Transgenic aP2-PRDM16 mice were used in a study to observe the effects of PRDM16 expression in WAT. The study found that the presence of PRDM16 in subcutaneous WAT leads to a significant up-regulation of brown-fat selective genes UCP-1, CIDEA, and PPARGC1A. This up-regulation lead to the development of a BAT-like phenotype within the white adipose tissue.

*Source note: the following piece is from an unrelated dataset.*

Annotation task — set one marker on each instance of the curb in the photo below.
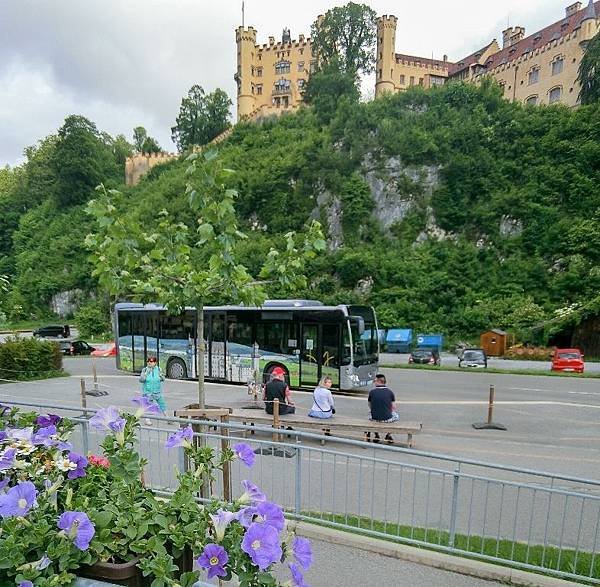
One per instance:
(429, 558)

Expression of PRDM16 has also been shown to protect against high-fat diet induced weight gain. Seale et al.’s experiment with aP2-PRDM16 transgenic mice and wild type mice showed that transgenic mice eating a 60% high-fat diet had significantly less weight gain than wild type mice on the same diet. Seale et al. determined the weight difference was not due to differences in food intake, as both transgenic and wild type mice were consuming the same amount of food on a daily basis. Rather, the weight difference stemmed from higher energy expenditure in the transgenic mice. Another of Seale et al.’s experiments showed the transgenic mice consumed a greater volume of oxygen over a 72-hour period than the wild type mice, showing a greater amount of energy expenditure in the transgenic mice. This energy expenditure in turn is attributed to PRDM16’s ability to up-regulate UCP-1 and CIDEA gene expression, resulting in thermogenesis.

If human WAT expresses PRDM16 as in mice, this WAT could be a potential target for stimulating energy expenditure and combating obesity.